I don't like teenagers. I cannot stand the utterly foolish and simple-minded way in which they think. I especially dislike their group think disguised as revelation of their generation. That said, I love my students. I have loved "all" of my students. That is to say, I like talking and laughing with them. There is still a tenderness and openness to their hearts that can make them (some of them) endearing.
As I am from the U.S., and Chicago in particular, my UAE students like to ask me about my home. Actually, they tell me about it. They tell me Chicago is dangerous, and all the Black people have guns and curse. They tell me Eminem is the best rapper (group think), and that Miley Cyrus and Justin Beiber are the best singers. There is a theme here.
A very common perception among my students is that Arabic people are not welcome in the U.S. The students have a natural curiosity about one of the wealthiest and most influential countries in the world. Many of them want to visit America. One student said that he would visit me in Chicago. I said I would love to have him come. He described how I would drive him around the city and show him the sites. I said that to do so would be fun and my great pleasure.
Several students were gathered around us witnessing our exchange. One student said something in Arabic to my perspective "guest". Naturally, I could sense that it was something sensitive and related to our discussion. I encouraged the student to tell me what he said, and assured him that I would not be upset. Another student interpreted what had been said, "Miss Karla, he said they don't like us in Chicago".
This is a very common sentiment. My UAE students are aware of the world perspective of Arab peoples. They know that caution is required when they travel westward. I thought that my students' parents probably teach their children these ideas for their own protection. This reminded me of how fathers and mothers of Black children (Black boys especially) have to school their children about the reality of being race/self-aware in this world.

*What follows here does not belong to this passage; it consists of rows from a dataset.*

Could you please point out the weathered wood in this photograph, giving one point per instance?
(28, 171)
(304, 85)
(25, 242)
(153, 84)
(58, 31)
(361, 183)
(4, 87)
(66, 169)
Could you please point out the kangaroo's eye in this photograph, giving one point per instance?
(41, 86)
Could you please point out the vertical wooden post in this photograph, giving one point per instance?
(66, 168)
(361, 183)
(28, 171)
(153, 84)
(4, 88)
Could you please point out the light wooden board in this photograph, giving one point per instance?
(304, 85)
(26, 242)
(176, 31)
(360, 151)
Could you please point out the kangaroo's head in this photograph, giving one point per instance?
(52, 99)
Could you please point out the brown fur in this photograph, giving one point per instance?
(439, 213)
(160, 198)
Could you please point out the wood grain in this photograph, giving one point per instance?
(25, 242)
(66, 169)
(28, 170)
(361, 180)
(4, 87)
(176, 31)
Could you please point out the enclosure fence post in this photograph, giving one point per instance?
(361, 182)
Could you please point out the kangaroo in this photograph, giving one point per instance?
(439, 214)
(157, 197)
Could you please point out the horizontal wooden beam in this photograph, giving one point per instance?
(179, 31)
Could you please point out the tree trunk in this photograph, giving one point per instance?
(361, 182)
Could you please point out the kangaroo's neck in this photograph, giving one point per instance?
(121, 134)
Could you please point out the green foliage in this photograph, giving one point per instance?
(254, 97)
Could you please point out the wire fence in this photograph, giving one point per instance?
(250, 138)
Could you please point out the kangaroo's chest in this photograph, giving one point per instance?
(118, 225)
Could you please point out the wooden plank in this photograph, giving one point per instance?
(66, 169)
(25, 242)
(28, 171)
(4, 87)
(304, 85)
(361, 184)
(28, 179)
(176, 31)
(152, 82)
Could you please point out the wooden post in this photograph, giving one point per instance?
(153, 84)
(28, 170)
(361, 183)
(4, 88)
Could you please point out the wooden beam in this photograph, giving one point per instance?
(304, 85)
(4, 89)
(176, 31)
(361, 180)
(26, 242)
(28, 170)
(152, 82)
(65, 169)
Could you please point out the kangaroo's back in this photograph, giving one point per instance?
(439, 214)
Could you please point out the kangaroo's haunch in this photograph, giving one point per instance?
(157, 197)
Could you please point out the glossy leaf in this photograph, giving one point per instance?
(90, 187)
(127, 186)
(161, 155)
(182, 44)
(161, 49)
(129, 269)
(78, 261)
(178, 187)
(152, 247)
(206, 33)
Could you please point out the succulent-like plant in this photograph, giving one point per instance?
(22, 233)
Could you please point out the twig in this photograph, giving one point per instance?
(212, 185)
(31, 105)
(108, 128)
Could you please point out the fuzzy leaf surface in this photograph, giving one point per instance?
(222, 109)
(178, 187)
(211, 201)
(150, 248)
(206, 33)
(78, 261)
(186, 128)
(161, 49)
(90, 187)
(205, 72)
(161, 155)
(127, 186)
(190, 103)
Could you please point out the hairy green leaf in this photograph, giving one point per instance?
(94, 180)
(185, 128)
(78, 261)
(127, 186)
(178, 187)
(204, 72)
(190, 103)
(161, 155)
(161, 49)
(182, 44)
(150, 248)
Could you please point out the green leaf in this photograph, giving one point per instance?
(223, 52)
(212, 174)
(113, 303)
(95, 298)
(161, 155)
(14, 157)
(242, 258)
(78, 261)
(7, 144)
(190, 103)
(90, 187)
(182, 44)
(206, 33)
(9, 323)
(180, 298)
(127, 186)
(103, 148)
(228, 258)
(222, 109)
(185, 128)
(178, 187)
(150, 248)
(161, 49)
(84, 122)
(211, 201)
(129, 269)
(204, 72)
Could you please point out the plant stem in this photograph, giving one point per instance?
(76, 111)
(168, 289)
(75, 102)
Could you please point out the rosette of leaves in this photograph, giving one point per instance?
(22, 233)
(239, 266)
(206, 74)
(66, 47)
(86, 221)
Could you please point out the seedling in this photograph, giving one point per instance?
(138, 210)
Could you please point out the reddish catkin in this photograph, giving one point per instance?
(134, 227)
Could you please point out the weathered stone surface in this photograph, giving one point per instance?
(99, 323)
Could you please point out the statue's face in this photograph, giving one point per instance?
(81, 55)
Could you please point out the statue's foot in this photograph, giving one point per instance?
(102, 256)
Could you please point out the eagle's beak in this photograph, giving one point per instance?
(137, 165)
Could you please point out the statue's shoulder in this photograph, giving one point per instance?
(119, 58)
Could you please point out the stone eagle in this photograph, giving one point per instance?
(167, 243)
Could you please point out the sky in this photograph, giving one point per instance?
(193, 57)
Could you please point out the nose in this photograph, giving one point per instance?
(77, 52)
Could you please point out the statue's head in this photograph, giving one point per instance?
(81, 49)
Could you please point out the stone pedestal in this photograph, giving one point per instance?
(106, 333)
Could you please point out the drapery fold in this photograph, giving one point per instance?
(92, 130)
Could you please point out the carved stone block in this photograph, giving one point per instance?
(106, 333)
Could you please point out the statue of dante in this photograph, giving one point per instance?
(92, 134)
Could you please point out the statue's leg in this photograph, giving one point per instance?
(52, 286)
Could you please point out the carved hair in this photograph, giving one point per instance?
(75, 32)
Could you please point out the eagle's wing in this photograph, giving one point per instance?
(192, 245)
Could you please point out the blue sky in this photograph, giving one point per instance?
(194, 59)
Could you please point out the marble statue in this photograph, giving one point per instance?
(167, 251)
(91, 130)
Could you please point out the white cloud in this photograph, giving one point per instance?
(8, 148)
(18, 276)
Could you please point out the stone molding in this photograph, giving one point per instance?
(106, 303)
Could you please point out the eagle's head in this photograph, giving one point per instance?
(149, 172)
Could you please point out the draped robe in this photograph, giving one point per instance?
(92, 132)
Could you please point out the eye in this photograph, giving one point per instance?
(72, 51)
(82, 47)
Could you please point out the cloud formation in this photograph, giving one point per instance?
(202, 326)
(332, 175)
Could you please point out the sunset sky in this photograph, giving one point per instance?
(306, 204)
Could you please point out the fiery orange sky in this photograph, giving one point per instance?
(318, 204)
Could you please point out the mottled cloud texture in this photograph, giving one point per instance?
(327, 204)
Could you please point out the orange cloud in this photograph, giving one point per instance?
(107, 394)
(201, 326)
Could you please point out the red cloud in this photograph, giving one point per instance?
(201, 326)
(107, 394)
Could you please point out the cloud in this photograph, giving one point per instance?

I can't quite find the words to express the sorrow of this reality for my students. There was this weird sense that the normal idea of showing a visiting friend from a foreign country around my hometown was somehow a fantasy. The student and I just sort of escaped to this fantasy world for a few sentences in our discussion of his visit. As a few other students stood around "watching the show", I said to my potential guest that it wasn't true that Arab people are unwelcome in Chicago. After all, I said, I am from Chicago and I want you to come visit me there.
My sincere invitation was a sort of transition from the fantasy world to reality. In the fantasy world, my student had an open invitation to Chicago. In reality, he had a teacher/friend who wished that he could come.